Is there any validity to this story and if so, how much are high-end bikes discounted? Thanks


----------



## FondriestFan (May 19, 2005)

They definitely had it last year. I'm not sure what the discount was though.


----------



## Velo Vol (Mar 9, 2005)

So if my bike order doesn't arrive until the aforementioned sale, will I get a discount on it?

I deserve _something_ for having to wait three months.


----------



## Trek_envy (Jun 15, 2004)

*Well,*

My shop has told me that Trek expects to ship my bike this week. I'm wondering if I'm in the final stalling phase before they actually do ship it.
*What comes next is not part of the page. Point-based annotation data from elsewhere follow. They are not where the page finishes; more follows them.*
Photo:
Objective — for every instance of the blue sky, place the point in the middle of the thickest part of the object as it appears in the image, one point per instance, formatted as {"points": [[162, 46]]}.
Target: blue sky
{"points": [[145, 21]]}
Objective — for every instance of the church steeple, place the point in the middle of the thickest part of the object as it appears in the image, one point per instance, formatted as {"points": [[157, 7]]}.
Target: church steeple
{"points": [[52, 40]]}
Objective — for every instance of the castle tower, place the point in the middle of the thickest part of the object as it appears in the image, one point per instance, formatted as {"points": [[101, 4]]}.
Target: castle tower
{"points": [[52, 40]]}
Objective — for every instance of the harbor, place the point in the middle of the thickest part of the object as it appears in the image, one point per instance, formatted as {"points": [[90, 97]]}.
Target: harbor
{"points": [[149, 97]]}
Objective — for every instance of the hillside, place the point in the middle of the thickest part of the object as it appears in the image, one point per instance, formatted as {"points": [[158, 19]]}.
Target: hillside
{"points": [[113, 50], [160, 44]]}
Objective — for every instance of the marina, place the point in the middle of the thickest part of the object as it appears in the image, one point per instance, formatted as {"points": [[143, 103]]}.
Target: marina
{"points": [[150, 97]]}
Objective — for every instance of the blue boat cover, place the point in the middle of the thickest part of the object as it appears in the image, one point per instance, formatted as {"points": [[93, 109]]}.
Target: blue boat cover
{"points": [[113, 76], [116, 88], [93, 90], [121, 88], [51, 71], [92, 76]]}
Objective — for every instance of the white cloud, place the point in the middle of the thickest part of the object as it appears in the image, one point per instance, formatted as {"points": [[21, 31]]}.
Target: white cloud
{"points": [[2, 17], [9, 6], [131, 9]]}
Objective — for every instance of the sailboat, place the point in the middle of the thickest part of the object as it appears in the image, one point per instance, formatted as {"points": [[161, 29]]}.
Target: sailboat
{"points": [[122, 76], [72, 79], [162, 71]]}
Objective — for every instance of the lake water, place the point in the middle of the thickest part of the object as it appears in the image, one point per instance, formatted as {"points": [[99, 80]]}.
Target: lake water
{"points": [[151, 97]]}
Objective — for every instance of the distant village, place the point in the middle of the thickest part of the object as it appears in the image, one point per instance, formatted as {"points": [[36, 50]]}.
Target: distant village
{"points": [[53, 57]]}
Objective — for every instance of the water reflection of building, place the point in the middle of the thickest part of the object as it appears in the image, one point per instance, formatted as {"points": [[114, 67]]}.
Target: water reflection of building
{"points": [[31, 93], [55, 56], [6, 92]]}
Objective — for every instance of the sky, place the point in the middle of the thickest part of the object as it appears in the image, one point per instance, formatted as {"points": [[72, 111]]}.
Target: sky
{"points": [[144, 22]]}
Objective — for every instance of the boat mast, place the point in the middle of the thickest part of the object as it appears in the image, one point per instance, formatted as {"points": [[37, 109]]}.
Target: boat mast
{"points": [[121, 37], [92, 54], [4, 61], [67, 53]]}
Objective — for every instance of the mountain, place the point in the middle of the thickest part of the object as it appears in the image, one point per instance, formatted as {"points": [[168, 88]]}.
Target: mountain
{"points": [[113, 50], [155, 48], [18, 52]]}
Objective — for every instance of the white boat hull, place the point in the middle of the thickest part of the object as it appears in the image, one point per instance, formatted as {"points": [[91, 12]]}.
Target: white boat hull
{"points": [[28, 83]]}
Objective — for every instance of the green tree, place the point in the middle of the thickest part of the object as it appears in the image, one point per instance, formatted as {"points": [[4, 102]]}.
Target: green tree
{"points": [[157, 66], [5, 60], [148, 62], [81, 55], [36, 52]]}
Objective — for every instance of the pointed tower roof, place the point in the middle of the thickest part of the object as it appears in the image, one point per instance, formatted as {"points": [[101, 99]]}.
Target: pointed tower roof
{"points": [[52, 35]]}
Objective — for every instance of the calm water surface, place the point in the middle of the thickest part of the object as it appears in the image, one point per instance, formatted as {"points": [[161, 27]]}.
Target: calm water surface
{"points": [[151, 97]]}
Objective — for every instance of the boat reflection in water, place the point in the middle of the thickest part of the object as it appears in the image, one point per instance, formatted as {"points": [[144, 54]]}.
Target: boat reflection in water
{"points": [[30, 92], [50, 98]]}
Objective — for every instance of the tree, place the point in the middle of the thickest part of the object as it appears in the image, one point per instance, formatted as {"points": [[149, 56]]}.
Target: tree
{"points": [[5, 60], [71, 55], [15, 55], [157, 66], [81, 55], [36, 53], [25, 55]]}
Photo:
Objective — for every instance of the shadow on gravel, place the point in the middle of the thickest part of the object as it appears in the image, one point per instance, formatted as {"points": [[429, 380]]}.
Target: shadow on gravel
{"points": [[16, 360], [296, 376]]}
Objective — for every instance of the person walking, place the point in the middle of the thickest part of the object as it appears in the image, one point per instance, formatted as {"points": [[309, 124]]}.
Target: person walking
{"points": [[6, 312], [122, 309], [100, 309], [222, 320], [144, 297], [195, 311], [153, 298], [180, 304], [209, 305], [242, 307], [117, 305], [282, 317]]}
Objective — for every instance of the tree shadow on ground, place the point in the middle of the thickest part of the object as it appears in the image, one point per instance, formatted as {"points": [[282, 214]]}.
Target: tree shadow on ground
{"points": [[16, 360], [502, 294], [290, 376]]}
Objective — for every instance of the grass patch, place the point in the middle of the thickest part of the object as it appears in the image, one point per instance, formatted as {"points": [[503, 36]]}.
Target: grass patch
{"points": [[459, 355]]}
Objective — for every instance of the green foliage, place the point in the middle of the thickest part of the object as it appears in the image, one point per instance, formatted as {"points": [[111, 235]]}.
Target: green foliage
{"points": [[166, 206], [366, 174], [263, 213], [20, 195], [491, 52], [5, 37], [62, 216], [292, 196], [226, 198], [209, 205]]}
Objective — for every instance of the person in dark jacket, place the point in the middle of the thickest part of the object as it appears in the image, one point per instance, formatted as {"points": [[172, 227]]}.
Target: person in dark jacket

Too bad the ride that I've been training all season for is this weekend. Sat/Sun 177km each day.

B


----------



## imetis (Jul 5, 2005)

I had one shop employee tell me about this, and another say that the sale is just on accessories, and they really don't mark down the bikes, though, 2006 models are on their way, which will bring down the price of the '05's on the floor.


----------



## Ray_from_SA (Jun 15, 2005)

2006 models are indeed arriving in the stores, we've had several consignments come in with 2006 models instead of 2005 models.
As to whether the 'Lucky 7' sale includes any bikes, that is at the store's discretion, the marketing literature we received from Trek only included jerseys and accessories.


----------



## lacomj (Sep 9, 2004)

*Trek sale seems to be store-dependent*

I have just purchased a Trek this week (July 6th). 2 weeks ago, when I was shopping around, there was no sale. Now, the same store has in-stock bikes at about 20% off.

Then I went to a different dealer in town (same day), and there was no sale on Trek bikes at all, and they said they didn't plan to have one. Then again, they already had three 2006 Madone 5.2's in stock. Perhaps they weren't really trying to move 2005's.

So, I'd call around.


----------